Bizim yaralarımız bizi öldüremediği için bu yaralarla geçinmeği değil yaralarımızla güçlenmeği öğrenmeliyiz. Bir avuç sefil Ermeni’nin veya teröristin bu dehşeti yapabilme ve topraklarımız üstünde hayali haritaları çizebilme cesaretlerinin kaynağı tabii ki sadece bu  bir avuçtan ibaret değildir. Ayrıca bizim düşmanlarımız hiç bir zaman bir avuç olmadılar.
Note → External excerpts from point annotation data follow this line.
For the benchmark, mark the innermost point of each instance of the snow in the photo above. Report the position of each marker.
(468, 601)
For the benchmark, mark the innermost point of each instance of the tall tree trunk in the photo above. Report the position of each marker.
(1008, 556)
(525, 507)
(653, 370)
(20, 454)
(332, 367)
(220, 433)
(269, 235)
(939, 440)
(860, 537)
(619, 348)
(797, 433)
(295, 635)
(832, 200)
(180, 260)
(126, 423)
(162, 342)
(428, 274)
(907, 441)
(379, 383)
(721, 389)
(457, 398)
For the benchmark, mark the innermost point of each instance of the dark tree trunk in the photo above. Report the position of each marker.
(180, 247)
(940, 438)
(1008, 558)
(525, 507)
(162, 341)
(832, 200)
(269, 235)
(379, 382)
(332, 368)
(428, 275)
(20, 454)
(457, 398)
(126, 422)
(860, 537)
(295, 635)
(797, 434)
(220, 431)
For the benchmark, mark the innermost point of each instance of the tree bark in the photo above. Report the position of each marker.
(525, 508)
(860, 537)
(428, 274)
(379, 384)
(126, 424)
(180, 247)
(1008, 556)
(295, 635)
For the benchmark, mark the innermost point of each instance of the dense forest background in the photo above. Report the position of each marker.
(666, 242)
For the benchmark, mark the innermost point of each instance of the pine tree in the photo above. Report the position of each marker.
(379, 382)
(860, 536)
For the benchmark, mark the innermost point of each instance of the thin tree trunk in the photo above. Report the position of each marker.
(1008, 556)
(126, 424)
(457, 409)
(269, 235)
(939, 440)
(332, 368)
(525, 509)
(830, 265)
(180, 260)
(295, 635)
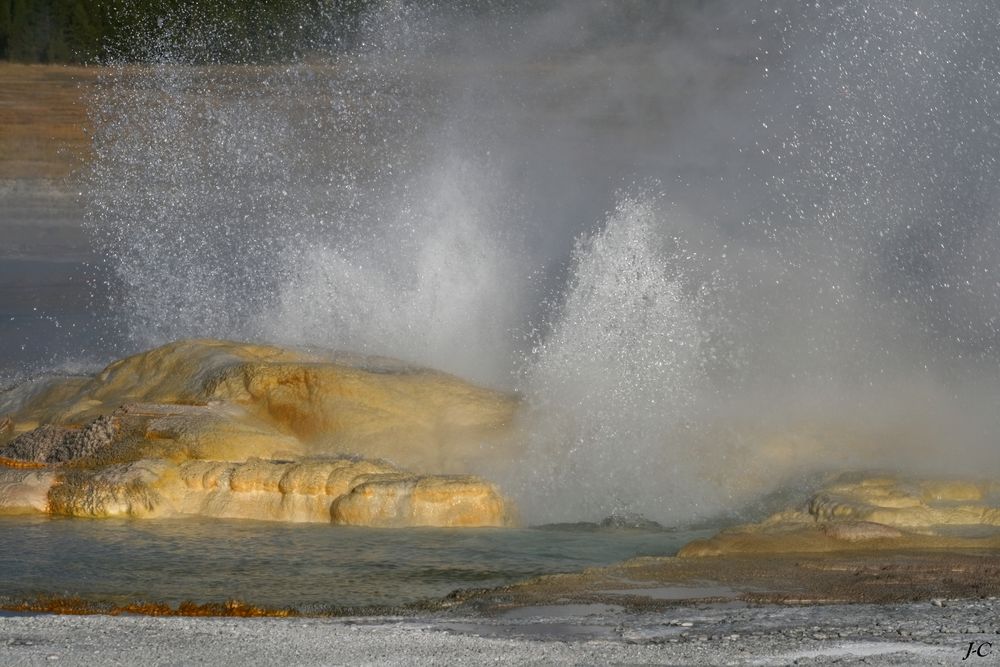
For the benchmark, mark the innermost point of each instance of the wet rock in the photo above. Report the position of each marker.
(38, 445)
(220, 429)
(630, 520)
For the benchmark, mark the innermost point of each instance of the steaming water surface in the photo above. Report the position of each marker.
(306, 567)
(715, 245)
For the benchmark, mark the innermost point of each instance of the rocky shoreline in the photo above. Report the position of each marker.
(706, 634)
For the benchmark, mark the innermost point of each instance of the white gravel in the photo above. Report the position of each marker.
(919, 633)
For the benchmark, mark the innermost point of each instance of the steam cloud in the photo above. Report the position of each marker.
(818, 245)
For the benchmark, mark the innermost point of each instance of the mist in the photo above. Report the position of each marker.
(716, 246)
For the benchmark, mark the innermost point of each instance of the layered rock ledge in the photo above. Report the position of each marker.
(220, 429)
(885, 513)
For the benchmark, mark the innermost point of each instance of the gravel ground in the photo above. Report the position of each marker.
(903, 634)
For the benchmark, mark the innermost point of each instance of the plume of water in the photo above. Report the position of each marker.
(416, 192)
(618, 373)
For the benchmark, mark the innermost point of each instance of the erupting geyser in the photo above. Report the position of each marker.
(713, 247)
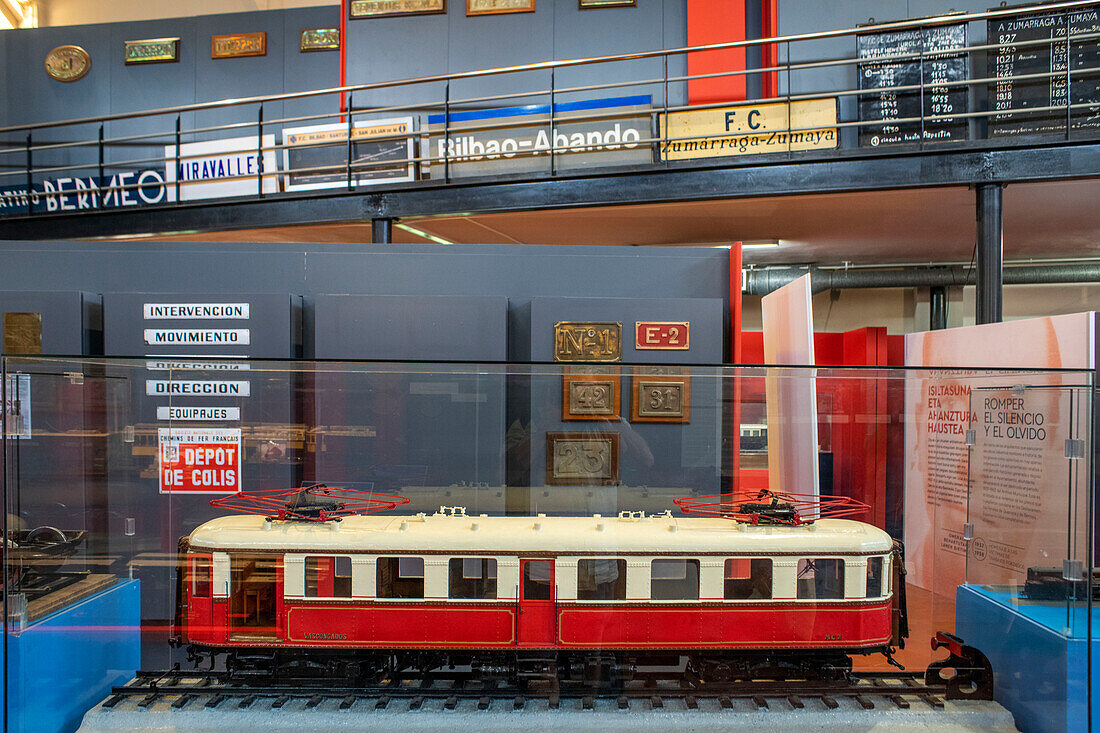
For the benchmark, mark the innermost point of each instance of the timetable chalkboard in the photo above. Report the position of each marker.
(931, 66)
(1036, 43)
Birleşerek büyüdüler ama hep bir yumruğumuzla da devrildiler.

Sene 1909 İran’da son Türk hükümeti olan Kaçar Memalik-i Mehruse Hükümeti çöküş noktasındadır Rusya Osmanlıya karşı cephe olarak İran’ın batısı olan Güney Azerbaycan’ı işgal etmiştir. Aslında Kaçar hükümeti Rusya tarafından yok sayılmaktadır. 1914’de birinci dünya savaşıyla birlikte Osmanlıya karşı Rusya Batı Azerbaycan’da Ermenilerden bir cephe oluşturmaktadır. Urmu merkezli Batı Azerbaycan Rus, Fransız ve İngilizlerin donattığı Ermeniler tarafından işgal edilmiştir. Azerbaycan toprakları üstünde Büyük Ermenistan vaadi ile Ermenilerin işlemediği çirkinlik kalmamıştır. Türk ve Müslüman ahali hâkimiyetten ümidi kesmiştir. Namusuna, toprağına canına malına kasteden bir kaç devlete karşı canı pahasına direnmiştir ve bu direnişe sebep olan büyük ümit ışığı, Türk gardaşı Osmanlı ordusunun kurtarıcılığı olmuştur.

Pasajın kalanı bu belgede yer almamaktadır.